03 November 2005

Scared of the bird flu?

Until this week, it was beginning to look like the biggest obstacle to a workable strategy to anticipate the day when the avian flu mutates into something that can spread among humans was the anti-intellectualism of the Bush administration. But the other day even Bush conceded that the scientists might have a point, and he announced a strategy to do something about it.

The plan has myriad shortcomings, but it turns out that there remains a much greater threat from those who remain skeptical of the value of the scientific method. Over in southeast Asia, where bird flu is now a serious problem, and the most likely site for that feared genetic mutation, the prevalence of superstitions could be undermining what little effort exists to "block bird flu at its source," as the New York Times reports today in a frightening article.

The Times only allows you to read its new stories for free for a week, so check it out now. The main thrust of the piece is Cambodian villagers, mostly subsistence farmers with next to no education, tend to rely on non-rational explanations for disease, rather than trust medical experts. Under most circumstances this would be a tragic, but local problem.
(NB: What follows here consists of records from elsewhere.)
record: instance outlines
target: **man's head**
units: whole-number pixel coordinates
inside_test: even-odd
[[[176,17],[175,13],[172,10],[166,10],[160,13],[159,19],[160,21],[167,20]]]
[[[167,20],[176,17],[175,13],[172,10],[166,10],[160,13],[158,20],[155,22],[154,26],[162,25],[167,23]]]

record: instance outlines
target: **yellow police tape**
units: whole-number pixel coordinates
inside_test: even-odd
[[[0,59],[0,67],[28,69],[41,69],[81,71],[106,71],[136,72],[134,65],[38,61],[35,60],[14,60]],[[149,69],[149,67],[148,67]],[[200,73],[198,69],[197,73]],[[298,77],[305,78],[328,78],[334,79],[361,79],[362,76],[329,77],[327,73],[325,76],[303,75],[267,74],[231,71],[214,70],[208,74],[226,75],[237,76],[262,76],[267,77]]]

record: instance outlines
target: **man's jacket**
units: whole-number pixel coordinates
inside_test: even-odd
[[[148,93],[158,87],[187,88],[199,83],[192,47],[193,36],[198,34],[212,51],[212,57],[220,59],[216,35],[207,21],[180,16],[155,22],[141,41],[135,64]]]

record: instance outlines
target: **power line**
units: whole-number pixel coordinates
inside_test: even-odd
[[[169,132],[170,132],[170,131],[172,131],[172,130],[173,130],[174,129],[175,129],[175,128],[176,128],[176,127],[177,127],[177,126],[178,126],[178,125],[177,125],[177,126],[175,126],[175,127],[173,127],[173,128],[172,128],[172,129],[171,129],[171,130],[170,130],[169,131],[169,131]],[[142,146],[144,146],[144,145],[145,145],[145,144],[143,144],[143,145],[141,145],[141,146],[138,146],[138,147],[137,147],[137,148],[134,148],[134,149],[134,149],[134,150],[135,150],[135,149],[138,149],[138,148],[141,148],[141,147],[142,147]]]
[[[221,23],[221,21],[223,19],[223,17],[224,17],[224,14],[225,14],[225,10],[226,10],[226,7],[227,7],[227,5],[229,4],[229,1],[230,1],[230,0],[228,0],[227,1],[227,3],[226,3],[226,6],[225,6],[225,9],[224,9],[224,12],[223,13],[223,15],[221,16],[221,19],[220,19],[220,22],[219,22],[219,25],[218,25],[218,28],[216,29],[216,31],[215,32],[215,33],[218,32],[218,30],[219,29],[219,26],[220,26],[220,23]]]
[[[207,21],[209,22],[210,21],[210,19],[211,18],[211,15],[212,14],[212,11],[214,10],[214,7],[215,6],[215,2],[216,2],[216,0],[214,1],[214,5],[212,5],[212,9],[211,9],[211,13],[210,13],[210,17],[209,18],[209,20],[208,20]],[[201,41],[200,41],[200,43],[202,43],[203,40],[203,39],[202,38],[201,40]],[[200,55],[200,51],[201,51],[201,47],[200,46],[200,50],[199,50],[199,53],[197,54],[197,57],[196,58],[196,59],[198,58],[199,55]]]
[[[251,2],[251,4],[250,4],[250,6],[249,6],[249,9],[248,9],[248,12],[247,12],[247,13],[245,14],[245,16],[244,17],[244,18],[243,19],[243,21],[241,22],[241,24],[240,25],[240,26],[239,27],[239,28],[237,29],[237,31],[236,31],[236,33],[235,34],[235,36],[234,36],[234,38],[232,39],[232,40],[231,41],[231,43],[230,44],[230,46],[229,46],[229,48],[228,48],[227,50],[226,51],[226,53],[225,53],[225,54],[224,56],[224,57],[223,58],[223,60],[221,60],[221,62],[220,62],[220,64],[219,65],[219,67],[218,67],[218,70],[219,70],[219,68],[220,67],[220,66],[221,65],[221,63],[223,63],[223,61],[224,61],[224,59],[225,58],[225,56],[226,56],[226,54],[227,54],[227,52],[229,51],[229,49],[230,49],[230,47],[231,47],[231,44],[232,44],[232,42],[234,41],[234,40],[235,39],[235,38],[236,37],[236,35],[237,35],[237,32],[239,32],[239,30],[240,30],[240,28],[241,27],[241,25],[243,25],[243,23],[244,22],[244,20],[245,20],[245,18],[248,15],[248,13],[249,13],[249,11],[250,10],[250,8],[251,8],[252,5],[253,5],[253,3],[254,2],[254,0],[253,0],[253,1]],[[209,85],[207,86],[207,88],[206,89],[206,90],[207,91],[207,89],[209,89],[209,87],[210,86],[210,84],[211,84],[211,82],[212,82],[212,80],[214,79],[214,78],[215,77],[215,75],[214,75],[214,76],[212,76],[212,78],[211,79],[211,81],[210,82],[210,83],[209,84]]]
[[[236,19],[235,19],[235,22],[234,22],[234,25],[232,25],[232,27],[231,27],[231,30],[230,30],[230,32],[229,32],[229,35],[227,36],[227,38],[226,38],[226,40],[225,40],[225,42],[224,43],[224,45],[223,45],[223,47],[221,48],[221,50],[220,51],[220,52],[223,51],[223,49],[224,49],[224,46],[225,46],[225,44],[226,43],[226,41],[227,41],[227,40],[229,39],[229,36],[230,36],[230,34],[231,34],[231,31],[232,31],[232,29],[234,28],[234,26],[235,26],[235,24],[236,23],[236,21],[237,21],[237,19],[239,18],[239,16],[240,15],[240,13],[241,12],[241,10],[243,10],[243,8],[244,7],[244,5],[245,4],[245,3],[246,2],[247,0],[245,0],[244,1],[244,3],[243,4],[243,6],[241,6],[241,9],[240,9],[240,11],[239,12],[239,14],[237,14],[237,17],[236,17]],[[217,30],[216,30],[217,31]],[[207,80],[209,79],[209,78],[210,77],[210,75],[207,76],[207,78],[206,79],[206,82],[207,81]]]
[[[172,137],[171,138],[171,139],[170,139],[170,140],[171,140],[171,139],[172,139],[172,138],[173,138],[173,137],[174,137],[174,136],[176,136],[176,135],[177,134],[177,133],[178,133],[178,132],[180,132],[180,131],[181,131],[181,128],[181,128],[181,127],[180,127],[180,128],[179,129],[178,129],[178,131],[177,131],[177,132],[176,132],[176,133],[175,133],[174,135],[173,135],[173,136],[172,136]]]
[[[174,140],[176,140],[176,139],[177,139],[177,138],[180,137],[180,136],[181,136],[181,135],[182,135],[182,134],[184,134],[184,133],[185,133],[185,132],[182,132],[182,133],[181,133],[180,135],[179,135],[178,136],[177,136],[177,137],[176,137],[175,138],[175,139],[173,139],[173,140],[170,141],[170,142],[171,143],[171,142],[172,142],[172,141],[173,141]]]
But, as reporter Keith Bradsher writes:
If the disease does make the jump from transmission by birds to person-to-person transmission, the crucial question will be whether the first few cases can be isolated quickly. If not, frightened people nearby could start fleeing, carrying the disease to big cities and then around the world by jet...
Then we would be big trouble. And Bradsher doesn't paint a very optimistic picture when it comes to that very scenario. He relates the story of a recent outbreak of what medics diagnosed as run-of-the-mill influenza, which can be deadly in poverty-stricken communities, but is not nearly as threatening as avian flu. He writes:
Some blamed bird flu and took their weakened children to a clinic in a nearby provincial city, where a medic diagnosed human influenza instead. But other residents said it was witchcraft by the only village resident not born here, 53-year-old Som Sorn, who moved here eight years ago when she married an elderly local farmer.When Mrs. Som Sorn's husband went into the jungle to cut wood one afternoon and she began cooking rice over a fire on the dirt floor of her hut, a local man with a machete took action and later collected $30 in donations from grateful neighbors, a month's wages.
The good news is the assassin was caught and sentenced to 15 to 20 years in prison. The bad news is superstition still holds sway in rural Cambodia:
Besa Korn, a 51-year-old village resident who was not among those making donations to the killer, said the true cause of the summer illnesses might never be known. But life has clearly improved since Mrs. Som Sorn's death, she added. "Everyone in the village has been very happy since then," she said. "And we have had no more illness."
Nipping the avian flu in the bud will be nearly impossible if the first victims of a mutated strain react this way instead of seeking the help of those understand the true nature of the virus. But the fact is, the chances of wiping out the superstitious belief system is probably even less than the chance of eliminating the disease.

And let's not get smug about our own society. New Scientist just reported on attempts to take advantage of avian flu fears by those who prey on westerner's weakeness for snake oil:

Even worse are the herbal remedies claiming to "prime" the immune system to increase the effectiveness of Tamiflu, or to treat the symptoms of avian flu itself. "Show me the hard evidence for these claims and I might believe it," says Karl Nicholson, an expert in infectious disease at the University of Leicester, UK.
We have to get past this sort of nonsense. After all, we don't have decent stocks of the only vaccine that might prove effective. Even the anti-viral drug Tamiflu, on which Bush's plan relies, may not do the trick. And don't get me started on Tamilflu's sole manufacturer, the Swiss pharmaceutical giant Roche, which has until recently resisted calls to let other companies copy the drug because there's no money in it for them.

Clearly, we've got enough problems in the so-called developed world, without having to worry about sorcerers and curses.